יום רביעי, 8 ביוני 2011

Cultural Theory: The Key Concepts

An index of this lexicon of key concepts in cultural theory should have been split into three parts: Habermas, Lyotard and all the rest. It is almost uncanny how these two creep up into almost every single term. Besides this somewhat unexplained over representation the choice of terms could be described as delightfully idiosyncratic, but so it is in every lexicon. I appreciated the introduction of terms taken from the world of art, usually missing from such lexicons as if to blur the debt cultural research owes the Humanities. Other oddities, such as the full 10 pages dedicated to Quine's Holism seem at odds, to put it mildly, with the two short sentences dedicated to "Code", or the single paragraph dedicated to "Gender" and "Intertextuality".
One very annoying tendency on numerous terms, including all those regarding Psychoanalysis, is the attempt to give them a complete definition as seen in their domestic territory. Beyond being completely unusable to the non-Illuminati, this type of definition could be ascribed to an attempt at writing philosophy but it neglects completely the historicity of the term: I don't want to know what it means, if it can mean anything at all, I want to know how the term is used.

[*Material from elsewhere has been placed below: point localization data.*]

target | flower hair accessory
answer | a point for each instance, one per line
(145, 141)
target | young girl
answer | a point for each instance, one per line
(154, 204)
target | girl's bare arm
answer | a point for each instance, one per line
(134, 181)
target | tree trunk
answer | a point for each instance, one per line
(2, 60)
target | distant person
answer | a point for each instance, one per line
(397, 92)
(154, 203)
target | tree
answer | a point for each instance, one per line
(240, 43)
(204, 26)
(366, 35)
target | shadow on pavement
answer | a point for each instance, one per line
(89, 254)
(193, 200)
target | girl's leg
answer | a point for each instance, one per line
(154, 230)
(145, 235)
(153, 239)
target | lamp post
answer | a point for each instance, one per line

There are a few exceptional terms that are really excellent – most of these being the terms that their mere inclusion is a surprise. As such, it seems, their contributors seemed to be writing with less of the weight of the world on their shoulders. One such term is Theology, which neglects to mention anything except Christian Hermeneutics, but then again the subject is always fun. "Metaphor" could hardly have been improved.